Create an account

Very important

  • To access the important data of the forums, you must be active in each forum and especially in the leaks and database leaks section, send data and after sending the data and activity, data and important content will be opened and visible for you.
  • You will only see chat messages from people who are at or below your level.
  • More than 500,000 database leaks and millions of account leaks are waiting for you, so access and view with more activity.
  • Many important data are inactive and inaccessible for you, so open them with activity. (This will be done automatically)


Thread Rating:
  • 424 Vote(s) - 3.42 Average
  • 1
  • 2
  • 3
  • 4
  • 5
Handling very large data with mysql

#1
Sorry for the long post!

I have a database containing ~30 tables (InnoDB engine). Only two of these tables, namely, "transaction" and "shift" are quite large (the first one have 1.5 million rows and shift has 23k rows). Now everything works fine and I don't have problem with the current database size.

However, we will have a similar database (same datatypes, design ,..) but much larger, e.g., the "transaction" table will have about **1 billion records** (about 2,3 million transaction per day) and we are thinking about how we should deal with such volume of data in MySQL? (it is both read and write intensive). I read a lot of related posts to see if Mysql (and more specifically InnoDB engine) can perform well with billions of records, but still I have some questions. Some of those related posts that I've read are in the following:

- [Can MySQL reasonably perform queries on billions of rows?][1]
- [Is InnoDB (MySQL 5.5.8) the right choice for multi-billion rows?][2]
- [Best data store for billions of rows][3]
- [How big can a MySQL database get before performance starts to degrade][4]
- [Why MySQL could be slow with large tables?][5]
- [Can Mysql handle tables which will hold about 300 million records?][6]
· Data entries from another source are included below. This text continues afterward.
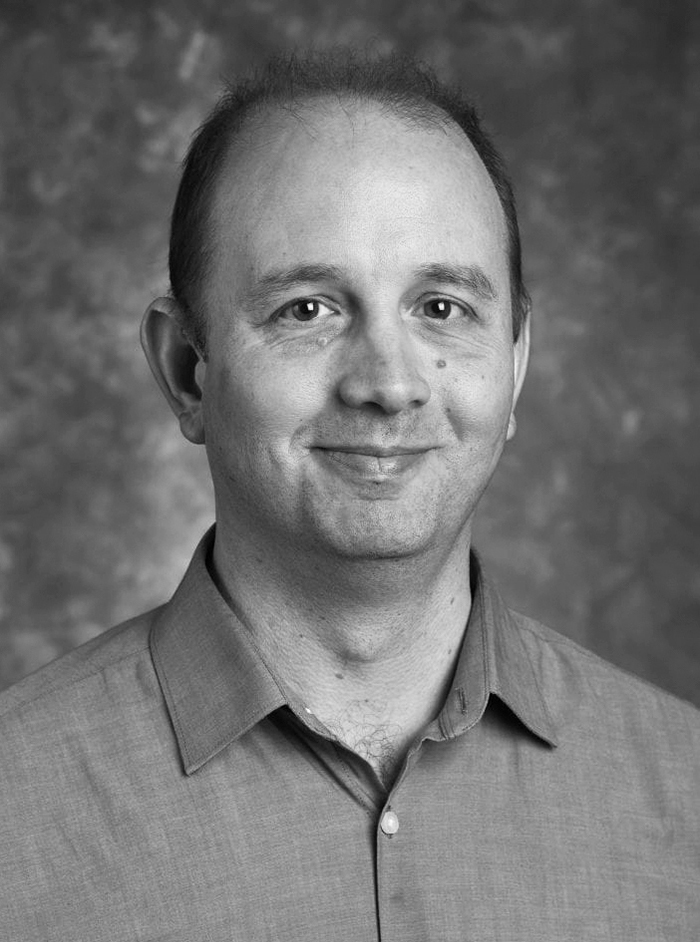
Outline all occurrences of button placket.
[379,807,399,837]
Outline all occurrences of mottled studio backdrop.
[0,0,700,704]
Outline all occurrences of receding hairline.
[169,50,529,344]
[207,90,509,254]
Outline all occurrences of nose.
[338,317,430,414]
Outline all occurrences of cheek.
[439,361,513,445]
[202,355,317,451]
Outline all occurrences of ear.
[506,310,530,441]
[141,298,206,445]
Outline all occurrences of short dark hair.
[169,50,530,351]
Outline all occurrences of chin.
[306,512,448,560]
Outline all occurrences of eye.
[276,298,336,323]
[423,298,472,321]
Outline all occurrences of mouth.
[312,445,433,481]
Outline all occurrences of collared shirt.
[0,535,700,942]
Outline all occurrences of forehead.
[205,98,506,292]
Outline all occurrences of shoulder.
[511,612,700,756]
[0,608,161,729]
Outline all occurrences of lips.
[316,445,431,479]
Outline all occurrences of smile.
[314,446,432,482]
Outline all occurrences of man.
[0,58,700,942]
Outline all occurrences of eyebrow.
[416,263,498,301]
[246,262,498,305]
[246,265,345,305]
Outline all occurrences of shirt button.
[379,811,399,837]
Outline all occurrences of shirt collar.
[440,552,558,746]
[150,527,286,775]
[150,527,556,775]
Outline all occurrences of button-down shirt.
[0,535,700,942]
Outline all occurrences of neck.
[213,527,471,783]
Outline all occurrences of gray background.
[0,0,700,704]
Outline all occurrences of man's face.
[204,99,522,558]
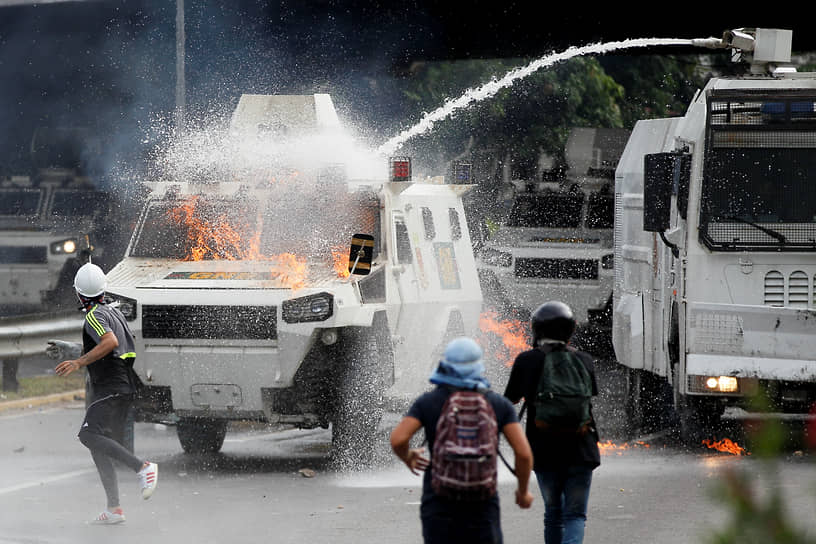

What I've understood so far to improve the performance for very large tables:

1. (for innoDB tables which is my case) increasing the `innodb_buffer_pool_size` (e.g., up to 80% of RAM).
Also, I found some other MySQL performance tunning settings [here in
percona blog][7]
2. having proper indexes on the table (using EXPLAN on queries)
3. partitioning the table
4. MySQL Sharding or clustering

Here are my questions/confusions:

- About partitioning, I have some doubts whether we should use it or not. On one hand many people suggested it to improve performance when table is very large. On the other hand, I've read many posts saying it does not improve query performance and it does not make queries run faster (e.g., [here][8] and [here][9]). Also, I read in [MySQL Reference Manual][10] that **InnoDB foreign keys and MySQL partitioning are not compatible** (we have foreign keys).

- Regarding indexes, right now they perform well, but as far as I understood, for very large tables indexing is more restrictive (as Kevin Bedell mentioned in his answer [here][1]). Also, indexes speed up reads while slow down write (insert/update). So, for the new similar project that we will have this large DB, should we first insert/load all the data and then create indexes? (to speed up the insert)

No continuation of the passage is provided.